Closed exalate-issue-sync[bot] closed 1 year ago
Angela Bartz commented: Updated after review
GLM FAQ now states the following regarding missing values:
How does the algorithm handle missing values during training?
Depending on the selected missing value handling policy, they are either imputed mean or the whole row is skipped. The default behavior is Mean Imputation. Note that unseen categorical levels are replaced by the most frequent level present in training (mod). Optionally, GLM can skip all rows with any missing values.
How does the algorithm handle missing values during testing?
Same as during training. If the missing value handling is set to Skip and we are generating predictions, skipped rows will have Na (missing) prediction.
What happens if the response has missing values?
The rows with missing responses are ignored during model training and validation.
What happens during prediction if the new sample has categorical levels not seen in training?
The value will be filled with either 0 or replaced by the most frequent level present in training (if missing_value_handling
was set to MeanImputation).
How are unseen categorical values treated during scoring?
Unseen categorical levels are treated based on the missing values handling during training. If your missing value handling was set to Mean Imputation, the unseen levels are replaced by the most frequent level present in training (mod). If your missing value treatment was Skip, the variable is ignored for the given observation.

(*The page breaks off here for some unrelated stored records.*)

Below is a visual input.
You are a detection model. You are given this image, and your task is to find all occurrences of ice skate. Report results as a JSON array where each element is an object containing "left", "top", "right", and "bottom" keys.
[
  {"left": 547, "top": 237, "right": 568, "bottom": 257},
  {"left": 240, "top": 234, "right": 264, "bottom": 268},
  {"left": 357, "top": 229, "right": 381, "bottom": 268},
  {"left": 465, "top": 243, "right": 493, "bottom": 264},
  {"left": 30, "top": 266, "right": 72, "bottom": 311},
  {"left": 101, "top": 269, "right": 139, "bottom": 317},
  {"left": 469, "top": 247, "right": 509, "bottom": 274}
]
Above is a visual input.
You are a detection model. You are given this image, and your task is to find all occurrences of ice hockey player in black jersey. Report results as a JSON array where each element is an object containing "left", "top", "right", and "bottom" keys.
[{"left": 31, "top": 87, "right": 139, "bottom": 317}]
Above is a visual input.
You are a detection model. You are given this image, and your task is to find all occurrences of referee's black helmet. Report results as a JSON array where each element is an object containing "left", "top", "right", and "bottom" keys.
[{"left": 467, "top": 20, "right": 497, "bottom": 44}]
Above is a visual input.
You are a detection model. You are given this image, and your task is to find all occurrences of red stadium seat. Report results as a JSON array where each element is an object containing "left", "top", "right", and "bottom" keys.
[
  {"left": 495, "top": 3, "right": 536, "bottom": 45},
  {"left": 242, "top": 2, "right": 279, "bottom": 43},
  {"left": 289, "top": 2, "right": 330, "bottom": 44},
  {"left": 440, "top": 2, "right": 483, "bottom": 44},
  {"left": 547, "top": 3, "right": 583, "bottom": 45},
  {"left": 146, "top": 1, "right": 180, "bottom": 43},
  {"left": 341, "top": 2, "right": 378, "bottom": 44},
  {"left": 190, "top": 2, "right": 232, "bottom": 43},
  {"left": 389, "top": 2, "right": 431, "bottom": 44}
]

Angela Bartz commented: Pull request 1038 submitted.
Angela Bartz commented: Also updated the missing_values_handling
parameter description as below:
"... Note that in Deep Learning, unseen categorical variables are imputed by adding an extra “missing” level. In GLM, unseen categorical levels are replaced by the most frequent level present in training (mod). Optionally, either algorithm can skip all rows with any missing values."
JIRA Issue Migration Info
Jira Issue: PUBDEV-4287 Assignee: Angela Bartz Reporter: Angela Bartz State: Resolved Fix Version: 3.10.4.4 Attachments: N/A Development PRs: Available
Linked PRs from JIRA
JIRA Issue Migration Info
Jira Issue: PUBDEV-4287 Assignee: Angela Bartz Reporter: Angela Bartz State: Resolved Fix Version: 3.10.4.4 Attachments: N/A Development PRs: Available
Linked PRs from JIRA
From [~accountid:557058:2ceb7f2b-e7ca-465c-8e82-c046991100be]: Missing categorical levels are imputed with mod, not a special missing level.
Unseen categorical levels are treated based on the missing values handling during training.
If your missing value handling was set to imputation with mean, the unseen levels are replaced by the most frequent level present in training (mod).
If your missing value treatment was Skip, the variable is ignored for the given observation.
If you ran with use_all_factor_levels=False that essential means they are replaced by the reference level.